Frequently Asked Questions
- Worst-case: add all tolerances — guarantees every assembly works regardless of which extreme each part takes. Conservative and safe for small-quantity, high-reliability assemblies. Statistical (RSS): assumes each part takes a random value from its distribution — only ~0.27% of assemblies fall outside the RSS tolerance (for ±3σ). RSS gives a tighter assembly tolerance than worst-case (RSS tolerance = √Σt² vs. Σt). Use worst-case for: safety-critical assemblies, small production runs, assemblies where rejections are catastrophic. Use RSS for: high-volume production where some assembly variation is acceptable, and where 100% interchangeability isn't required.
- Sensitivity analysis: each dimension contributes to the total stack-up sensitivity based on its partial derivative in the stack-up equation. For a linear chain: all dimensions contribute equally (sensitivity = 1). For more complex geometry, sensitivities vary. The tolerance contribution = sensitivity × tolerance. Rank dimensions by tolerance contribution and tighten the largest contributors first. A dimension with sensitivity 2 and tolerance ±0.2 mm contributes the same as a dimension with sensitivity 1 and ±0.4 mm. Tightening a low-sensitivity dimension has little effect on assembly variation; focus on high-sensitivity, high-tolerance dimensions.
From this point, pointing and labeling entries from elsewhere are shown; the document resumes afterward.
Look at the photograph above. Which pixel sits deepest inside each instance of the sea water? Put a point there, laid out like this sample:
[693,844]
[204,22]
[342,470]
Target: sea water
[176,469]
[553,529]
- GD&T position tolerance (⌀0.1 mm) defines a cylindrical zone within which the hole center must lie — the zone diameter is the position tolerance. For a clearance fit (bolt through hole): worst-case clearance = hole_min_size - bolt_max_size - position_tolerance_hole - position_tolerance_bolt. For a 10mm bolt through a 10.5mm hole, each with ⌀0.1mm position tolerance: minimum clearance = (10.5 - 0.1/2) - (10 + 0.1/2) - 0.1 - 0.1 = -0.05mm — interference possible in worst case. Correct by increasing hole size, reducing position tolerances, or using floating fasteners.
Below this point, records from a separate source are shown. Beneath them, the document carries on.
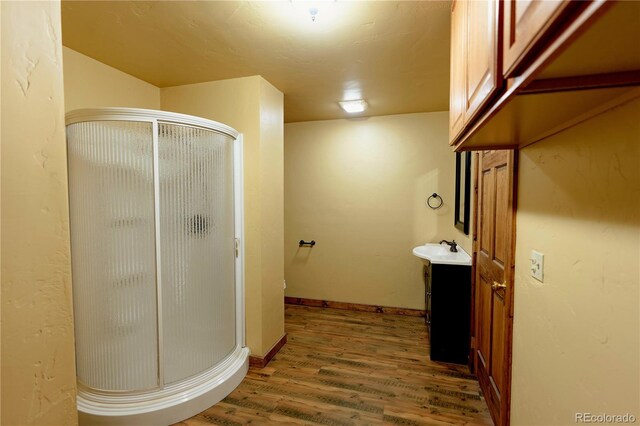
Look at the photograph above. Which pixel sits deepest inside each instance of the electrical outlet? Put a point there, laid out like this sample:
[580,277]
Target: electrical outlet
[537,265]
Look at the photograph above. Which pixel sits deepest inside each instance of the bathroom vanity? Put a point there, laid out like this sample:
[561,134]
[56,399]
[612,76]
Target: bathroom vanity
[447,278]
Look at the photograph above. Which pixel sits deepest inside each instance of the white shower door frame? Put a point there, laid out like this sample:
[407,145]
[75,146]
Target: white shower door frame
[168,403]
- Assembly gap is the air space between mating parts when all parts are assembled. Too large a gap: aesthetic problem, structural weakness, rattling. Too small (or negative) gap: interference, parts won't assemble. Tolerance stack-up predicts the gap distribution. For a stack-up with nominal gap G₀ = 2mm and total tolerance T: gap ranges from G₀ - T to G₀ + T (worst-case). To ensure gap is always positive: G₀ > T (nominal gap must exceed total tolerance). Solve interference problems by: increasing nominal gap, tightening individual tolerances, using shims for adjustment, or designing for adjustability (slotted holes, adjustment screws).